Tan Gin Ho
Tan Gin Ho, Letnan Cina (1880–1941) dulu adalah seorang birokrat, penulis berbahasa Melayu, dan keturunan dari keluarga Tan dari Cirebon, bagian dari 'Cabang Atas' di Hindia Belanda (kini Indonesia).[1][2]
Biografi
suntingLahir di Cirebon, Tan adalah putra sulung dari Ong Hwie Nio dan Tan Tjin Kie, Mayor-tituler Cina, pemimpin komunitas Cina di Cirebon (1852–1919).[1][3] Melalui ayahnya, Tan adalah cucu dan cicit dari Kapitan Cina Cirebon sebelum ayahnya.[2] Anggota keluarga Tan banyak yang menjadi pejabat Cina, yang terdiri dari jabatan Mayor, Kapitan, dan Letnan Cina, yang saat itu merupakan bagian dari birokrasi sipil di Hindia Belanda.[1][2]
Tan memiliki seorang saudara, Tan Gin Han, dan seorang saudari, Tan Ho Lie Nio.[2] Seperti sebagian besar Tionghoa Peranakan lain, Tan adalah penutur bahasa Melayu, tetapi karyanya menunjukkan bahwa pendidikan yang ia tempuh membuatnya familiar dengan Klasik Tionghoa dan mampu – setidaknya menulis – dalam bahasa Belanda. Ia juga sangat tertarik dengan Konfusianisme, Daoisme, Buddhisme, dan teosofi.[1][2][4]
Pada tahun 1897, di usia 17 tahun, Tan Gin Ho diangkat menjadi Letnan Cina.[2] Mulai tahun 1907 hingga 1909, Letnan Tan Gin Ho mengambil cuti dan digantikan sementara oleh saudara iparnya, Letnan Kwee Tjong In.[2] Tan kemudian mengundurkan diri dari jabatannya pada tahun 1913.[2]

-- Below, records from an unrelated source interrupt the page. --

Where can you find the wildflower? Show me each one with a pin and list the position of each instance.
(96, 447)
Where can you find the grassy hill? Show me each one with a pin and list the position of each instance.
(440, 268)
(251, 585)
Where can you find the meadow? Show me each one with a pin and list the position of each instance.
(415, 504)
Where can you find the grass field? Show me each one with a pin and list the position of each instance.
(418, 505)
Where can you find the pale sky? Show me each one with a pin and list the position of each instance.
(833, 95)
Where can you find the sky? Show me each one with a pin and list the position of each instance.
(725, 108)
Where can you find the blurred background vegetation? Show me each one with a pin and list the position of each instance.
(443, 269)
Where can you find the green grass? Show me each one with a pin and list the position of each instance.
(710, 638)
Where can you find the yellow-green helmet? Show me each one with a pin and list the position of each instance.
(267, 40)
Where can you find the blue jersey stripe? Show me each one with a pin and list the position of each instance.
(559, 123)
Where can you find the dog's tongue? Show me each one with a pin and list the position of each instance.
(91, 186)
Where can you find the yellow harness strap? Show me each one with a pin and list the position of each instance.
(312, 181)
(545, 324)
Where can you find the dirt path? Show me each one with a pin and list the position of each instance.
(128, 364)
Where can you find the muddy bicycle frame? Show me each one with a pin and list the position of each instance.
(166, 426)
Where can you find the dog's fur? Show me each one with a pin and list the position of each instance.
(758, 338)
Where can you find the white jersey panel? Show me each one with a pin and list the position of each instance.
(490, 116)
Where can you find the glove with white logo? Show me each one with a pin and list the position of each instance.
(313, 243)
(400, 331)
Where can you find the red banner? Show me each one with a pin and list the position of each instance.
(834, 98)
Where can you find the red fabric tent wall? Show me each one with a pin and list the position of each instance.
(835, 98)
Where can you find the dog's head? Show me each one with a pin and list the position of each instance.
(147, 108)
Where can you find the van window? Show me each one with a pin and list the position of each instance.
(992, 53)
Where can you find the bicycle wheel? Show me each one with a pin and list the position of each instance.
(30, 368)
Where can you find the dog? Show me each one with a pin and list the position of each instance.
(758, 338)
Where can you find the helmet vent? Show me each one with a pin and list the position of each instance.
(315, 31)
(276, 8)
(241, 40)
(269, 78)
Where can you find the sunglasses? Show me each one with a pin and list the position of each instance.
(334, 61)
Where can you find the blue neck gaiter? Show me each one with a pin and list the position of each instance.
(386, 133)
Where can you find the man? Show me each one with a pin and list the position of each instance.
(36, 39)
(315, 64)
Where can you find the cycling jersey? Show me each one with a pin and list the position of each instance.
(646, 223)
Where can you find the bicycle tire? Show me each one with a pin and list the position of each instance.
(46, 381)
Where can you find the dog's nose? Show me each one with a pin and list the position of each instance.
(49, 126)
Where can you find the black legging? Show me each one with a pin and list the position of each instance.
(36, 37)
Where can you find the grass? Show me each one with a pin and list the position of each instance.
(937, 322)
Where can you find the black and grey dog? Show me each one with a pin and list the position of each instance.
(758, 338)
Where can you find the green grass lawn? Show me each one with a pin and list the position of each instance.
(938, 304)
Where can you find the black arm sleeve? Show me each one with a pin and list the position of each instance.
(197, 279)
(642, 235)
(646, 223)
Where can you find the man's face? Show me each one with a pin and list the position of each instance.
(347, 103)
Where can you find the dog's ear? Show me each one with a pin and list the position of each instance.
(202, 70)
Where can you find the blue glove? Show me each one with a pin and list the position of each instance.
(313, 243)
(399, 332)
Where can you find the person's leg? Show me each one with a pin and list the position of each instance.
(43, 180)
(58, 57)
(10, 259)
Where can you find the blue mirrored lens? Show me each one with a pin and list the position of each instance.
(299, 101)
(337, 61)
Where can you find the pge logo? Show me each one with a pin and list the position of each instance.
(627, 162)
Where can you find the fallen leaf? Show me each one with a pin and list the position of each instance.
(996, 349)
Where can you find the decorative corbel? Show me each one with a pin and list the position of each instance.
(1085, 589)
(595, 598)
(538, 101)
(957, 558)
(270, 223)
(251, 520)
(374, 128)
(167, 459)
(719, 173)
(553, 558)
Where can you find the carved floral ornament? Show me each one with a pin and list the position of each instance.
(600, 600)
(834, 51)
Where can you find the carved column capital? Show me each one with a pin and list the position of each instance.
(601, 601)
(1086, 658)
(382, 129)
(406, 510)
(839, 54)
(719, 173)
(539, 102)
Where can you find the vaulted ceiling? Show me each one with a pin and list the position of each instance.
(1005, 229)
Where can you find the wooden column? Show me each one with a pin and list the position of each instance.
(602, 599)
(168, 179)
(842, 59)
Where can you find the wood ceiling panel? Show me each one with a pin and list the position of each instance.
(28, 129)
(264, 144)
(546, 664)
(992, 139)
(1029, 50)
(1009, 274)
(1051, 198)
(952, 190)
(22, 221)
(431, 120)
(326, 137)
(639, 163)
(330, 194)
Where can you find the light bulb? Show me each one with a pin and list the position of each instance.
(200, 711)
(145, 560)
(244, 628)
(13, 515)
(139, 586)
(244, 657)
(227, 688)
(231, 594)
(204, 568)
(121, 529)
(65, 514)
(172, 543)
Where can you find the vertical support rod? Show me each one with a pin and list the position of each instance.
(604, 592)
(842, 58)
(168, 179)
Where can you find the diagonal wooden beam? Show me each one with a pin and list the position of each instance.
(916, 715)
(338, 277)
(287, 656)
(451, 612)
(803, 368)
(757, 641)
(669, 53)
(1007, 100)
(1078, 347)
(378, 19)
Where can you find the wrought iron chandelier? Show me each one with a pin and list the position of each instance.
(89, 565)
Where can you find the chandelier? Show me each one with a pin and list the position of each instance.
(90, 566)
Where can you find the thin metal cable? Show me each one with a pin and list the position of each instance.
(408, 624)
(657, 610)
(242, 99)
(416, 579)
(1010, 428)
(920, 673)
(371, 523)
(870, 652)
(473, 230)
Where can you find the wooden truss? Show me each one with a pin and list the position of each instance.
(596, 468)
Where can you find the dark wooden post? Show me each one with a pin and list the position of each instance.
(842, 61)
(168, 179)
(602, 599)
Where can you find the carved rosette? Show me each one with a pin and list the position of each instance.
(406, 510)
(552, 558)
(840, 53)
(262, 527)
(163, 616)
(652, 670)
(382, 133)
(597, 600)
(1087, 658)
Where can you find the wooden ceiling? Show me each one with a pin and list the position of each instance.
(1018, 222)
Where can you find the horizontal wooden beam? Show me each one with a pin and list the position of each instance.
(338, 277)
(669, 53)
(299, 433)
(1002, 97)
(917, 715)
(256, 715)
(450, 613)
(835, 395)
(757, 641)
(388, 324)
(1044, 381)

Pada tahun 1914, saudara Tan, Tan Gin Han, membeli satu unit Fiat Landaulet Torpedo, sebuah mobil mewah sepanjang enam meter, dari importir mobil Verweij en Lugard's Automobiel Maatschappij.[4] Pembelian tersebut kemudian memicu ketertarikan dari keluarga besar Tan untuk ikut membeli mobil, termasuk sepupu mereka, keluarga Kwee dari Ciledug.[4]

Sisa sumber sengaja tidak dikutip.